サリドマイド被害者の例から自閉症のオンセット時期を妊娠20日から24日目の間と推測しているRodierらは,サリドマイドとは関係のない自閉症者の脳を詳しく検討して報告しています(文献29).その結果,顔面神経核と上オリーブ核に神経細胞の減少が同定され,この症例における脳の組織学的変化は神経管が閉じる直後(妊娠初期)に起こったのだと考察しています.

Kemperらは,9例の自閉症者の脳を検討し(文献30),全例で小脳のプルキンエ細胞の種々の程度の減少を報告しています.次の2点からこの変化は先天性のものであると仮説しています.
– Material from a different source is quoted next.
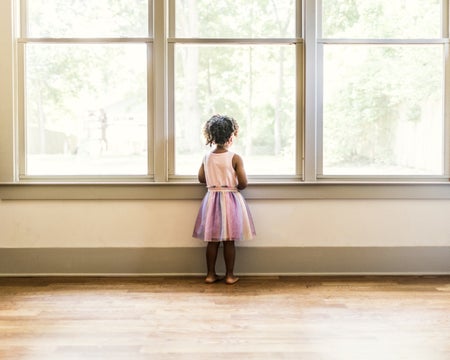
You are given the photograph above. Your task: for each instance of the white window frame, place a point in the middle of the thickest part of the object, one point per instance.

  1. プルキンエ細胞の減少は膠細胞の反応性増加を伴っていない.
  2. 出生後や成長後に小脳病変が起こった場合に通常出現する下オリーブ核での逆行性神経細胞減少が起こっていない.
この2点(特にその2)から,小脳での変化が起こったのが下オリーブ核の神経細胞の上行軸索が小脳のプルキンエ細胞の樹状突起に達する時期よりも以前(妊娠30週以前)か,あるいはもともとプルキンエ細胞の数が少なかったかのどちらかであると考察しています.


5.おわりに

いろいろな仮説や議論があり,最近の論文でも周産期の外因によって自閉症になるのではと仮説しているものまであります(文献31).しかし一般的には,「自閉症が始まるのは妊娠早期より後であることはない」という点ではほとんどの考えが一致しています.自閉症の遺伝的素因は受精の瞬間に始まりますが,それが全てを決定してしまうのではなく,その後のいろいろな環境因子(外因)や出生後の発達環境(経験)が到達点に影響すると考えて.大きな間違いはないように思います.